HDMI Forum, Inc. today announced the release of Version 2.1 of the HDMI Specification! This latest HDMI Specification supports a range of higher video resolutions and refresh rates including 8K60 and 4K120, and resolutions up to 10K. Dynamic HDR formats are also supported, and bandwidth capability is increased up to 48Gbps. 8K video at 60Hz and 4K video at 120Hz might be something you dreamed about just a couple years ago, but it is closer now than ever. The HDMI 2.1 Compliance Test Specification (CTS) will be published in stages throughout the first three quarters of 2018, so it will likely be 2019 when we seem some actual products hit the market. It took nearly a year for the HDMI 2.1 specification to be announced and finalized!

8k hdmi specification

Supporting the 48Gbps bandwidth is the new Ultra High Speed HDMI Cable that is thankfully backwards compatible with HDMI cables already on the market. The cable ensures high-bandwidth dependent features are delivered including uncompressed 8K video with HDR. It features exceptionally low EMI (electro-magnetic interference) which reduces interference with nearby wireless devices.

8k hdmi specification

HDMI Specification 2.1 Features Include:

  • Higher video resolutions support a range of high resolutions and faster refresh rates including 8K60Hz and 4K120Hz for immersive viewing and smooth fast-action detail. Resolutions up to 10K are also supported for commercial AV, and industrial and specialty usages.
  • Dynamic HDR support ensures every moment of a video is displayed at its ideal values for depth, detail, brightness, contrast and wider color gamuts—on a scene-by-scene or even a frame-by-frame basis.
  • The Ultra High Speed HDMI Cable supports the 48G bandwidth for uncompressed HDMI 2.1 feature support. The cable also features very low EMI emission and is backwards compatible with earlier versions of the HDMI Specification and can be used with existing HDMI devices.
  • eARC simplifies connectivity, provides greater ease of use, and supports the most advanced audio formats and highest audio quality. It ensures full compatibility between audio devices and upcoming HDMI 2.1 products.
  • Enhanced refresh rate features ensure an added level of smooth and seamless motion and transitions for gaming, movies and video.
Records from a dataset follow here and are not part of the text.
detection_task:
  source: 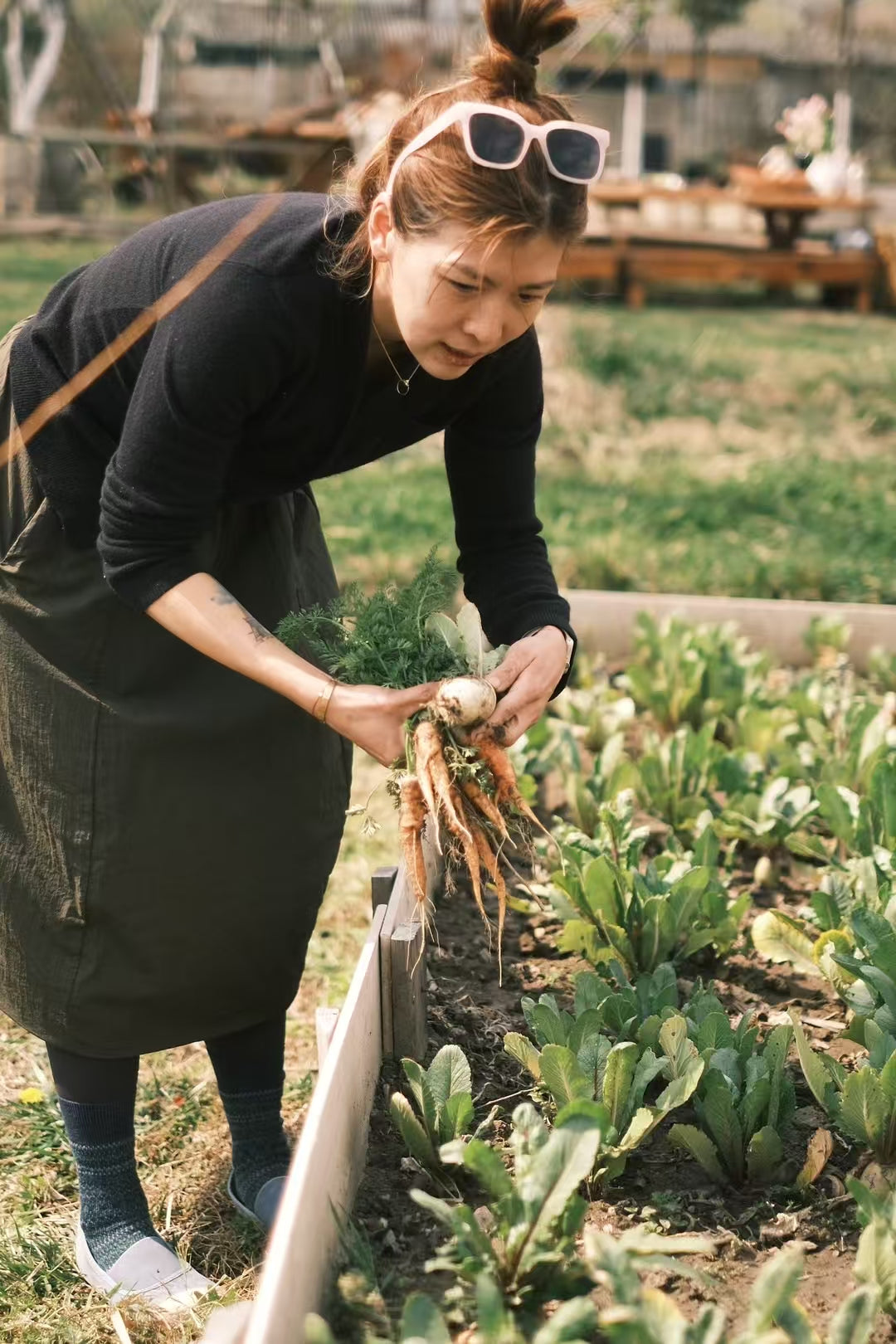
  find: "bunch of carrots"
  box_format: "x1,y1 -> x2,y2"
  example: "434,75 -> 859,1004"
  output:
397,677 -> 538,964
277,553 -> 540,965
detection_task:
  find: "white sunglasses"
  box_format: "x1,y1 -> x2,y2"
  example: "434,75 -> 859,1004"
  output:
386,102 -> 610,195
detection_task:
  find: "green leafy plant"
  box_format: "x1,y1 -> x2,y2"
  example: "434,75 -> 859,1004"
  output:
713,776 -> 818,850
411,1102 -> 601,1328
790,1010 -> 896,1186
551,832 -> 750,977
305,1293 -> 451,1344
275,550 -> 469,689
586,1238 -> 879,1344
390,1045 -> 490,1175
669,1013 -> 796,1186
846,1176 -> 896,1320
504,962 -> 679,1058
527,1015 -> 704,1183
636,720 -> 725,833
623,611 -> 767,728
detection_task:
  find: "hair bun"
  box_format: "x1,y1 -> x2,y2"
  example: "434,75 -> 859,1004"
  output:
470,0 -> 579,102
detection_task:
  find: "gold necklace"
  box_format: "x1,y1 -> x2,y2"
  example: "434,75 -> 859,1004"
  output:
371,317 -> 421,397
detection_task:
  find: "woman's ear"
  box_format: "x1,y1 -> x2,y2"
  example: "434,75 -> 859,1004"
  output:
367,191 -> 393,262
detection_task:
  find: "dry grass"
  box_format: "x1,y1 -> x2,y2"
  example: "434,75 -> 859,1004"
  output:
0,752 -> 397,1344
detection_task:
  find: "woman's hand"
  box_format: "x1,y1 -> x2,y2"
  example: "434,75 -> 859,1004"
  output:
483,625 -> 567,746
326,681 -> 443,765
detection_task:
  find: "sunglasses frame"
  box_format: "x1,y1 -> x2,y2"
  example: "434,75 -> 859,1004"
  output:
386,102 -> 610,197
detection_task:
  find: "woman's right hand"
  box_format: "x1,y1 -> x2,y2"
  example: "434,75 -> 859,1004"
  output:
326,681 -> 439,766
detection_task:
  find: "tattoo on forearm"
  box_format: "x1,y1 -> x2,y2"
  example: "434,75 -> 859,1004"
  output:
245,611 -> 274,644
211,583 -> 274,644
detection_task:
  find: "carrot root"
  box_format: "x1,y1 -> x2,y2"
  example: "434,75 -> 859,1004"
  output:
397,774 -> 426,908
414,719 -> 471,840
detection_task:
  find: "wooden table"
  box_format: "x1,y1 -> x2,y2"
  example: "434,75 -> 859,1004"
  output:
732,184 -> 874,251
588,182 -> 874,251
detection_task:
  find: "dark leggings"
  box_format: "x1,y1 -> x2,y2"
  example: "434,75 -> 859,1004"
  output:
47,1013 -> 286,1105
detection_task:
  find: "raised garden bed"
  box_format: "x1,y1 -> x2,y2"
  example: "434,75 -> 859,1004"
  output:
201,599 -> 896,1344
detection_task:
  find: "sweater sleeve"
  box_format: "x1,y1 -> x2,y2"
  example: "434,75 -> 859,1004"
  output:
97,266 -> 295,610
445,329 -> 575,695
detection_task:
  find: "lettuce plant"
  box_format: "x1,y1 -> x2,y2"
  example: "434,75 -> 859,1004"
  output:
411,1102 -> 603,1324
504,961 -> 679,1058
551,836 -> 750,977
621,611 -> 768,728
846,1176 -> 896,1320
586,1238 -> 879,1344
669,1013 -> 796,1186
635,722 -> 725,832
538,1015 -> 704,1181
390,1045 -> 488,1175
713,776 -> 818,850
790,1010 -> 896,1186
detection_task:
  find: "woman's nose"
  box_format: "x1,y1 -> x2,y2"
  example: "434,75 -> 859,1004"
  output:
464,295 -> 504,349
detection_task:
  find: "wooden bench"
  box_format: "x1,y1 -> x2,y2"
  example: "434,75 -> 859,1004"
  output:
623,246 -> 880,313
560,239 -> 880,313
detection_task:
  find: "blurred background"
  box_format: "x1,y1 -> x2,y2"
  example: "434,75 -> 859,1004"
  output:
0,0 -> 896,615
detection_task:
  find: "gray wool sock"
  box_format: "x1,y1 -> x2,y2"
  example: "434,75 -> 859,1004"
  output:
59,1097 -> 165,1270
219,1083 -> 289,1208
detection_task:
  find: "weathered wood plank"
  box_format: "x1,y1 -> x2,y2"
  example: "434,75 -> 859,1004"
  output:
390,919 -> 426,1063
243,908 -> 386,1344
371,865 -> 397,910
380,826 -> 442,1056
564,589 -> 896,672
314,1008 -> 338,1074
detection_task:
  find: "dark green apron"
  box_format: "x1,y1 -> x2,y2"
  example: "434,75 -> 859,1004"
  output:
0,331 -> 352,1056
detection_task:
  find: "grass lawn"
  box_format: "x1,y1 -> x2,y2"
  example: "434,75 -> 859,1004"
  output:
0,242 -> 896,1344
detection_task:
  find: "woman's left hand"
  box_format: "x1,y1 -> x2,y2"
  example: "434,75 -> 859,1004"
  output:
485,625 -> 567,746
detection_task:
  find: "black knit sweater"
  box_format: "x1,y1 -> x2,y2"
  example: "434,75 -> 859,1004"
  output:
11,193 -> 570,664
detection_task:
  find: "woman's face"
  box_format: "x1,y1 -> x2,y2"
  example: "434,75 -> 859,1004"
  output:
371,203 -> 562,379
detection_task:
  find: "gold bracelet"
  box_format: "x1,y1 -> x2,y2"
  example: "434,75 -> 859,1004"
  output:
312,679 -> 336,723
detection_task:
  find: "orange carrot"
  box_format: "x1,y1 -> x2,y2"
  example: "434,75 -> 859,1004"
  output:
473,828 -> 506,984
451,789 -> 489,928
460,780 -> 510,840
475,734 -> 549,835
414,719 -> 470,840
397,774 -> 426,904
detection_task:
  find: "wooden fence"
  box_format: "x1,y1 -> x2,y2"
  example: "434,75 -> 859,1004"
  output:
202,590 -> 896,1344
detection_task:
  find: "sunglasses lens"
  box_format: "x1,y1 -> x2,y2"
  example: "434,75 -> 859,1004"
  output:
547,126 -> 601,182
470,111 -> 523,167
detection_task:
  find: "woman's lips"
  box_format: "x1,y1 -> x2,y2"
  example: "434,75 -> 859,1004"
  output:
442,340 -> 478,368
They include:
    • Variable Refresh Rate (VRR) reduces or eliminates lag, stutter and frame tearing for more fluid and better detailed gameplay.
    • Quick Media Switching (QMS) for movies and video eliminates the delay that can result in blank screens before content is displayed.
    • Quick Frame Transport (QFT) reduces latency for smoother no-lag gaming, and real-time interactive virtual reality.
  • Auto Low Latency Mode (ALLM) allows the ideal latency setting to automatically be set allowing for smooth, lag-free and uninterrupted viewing and interactivity.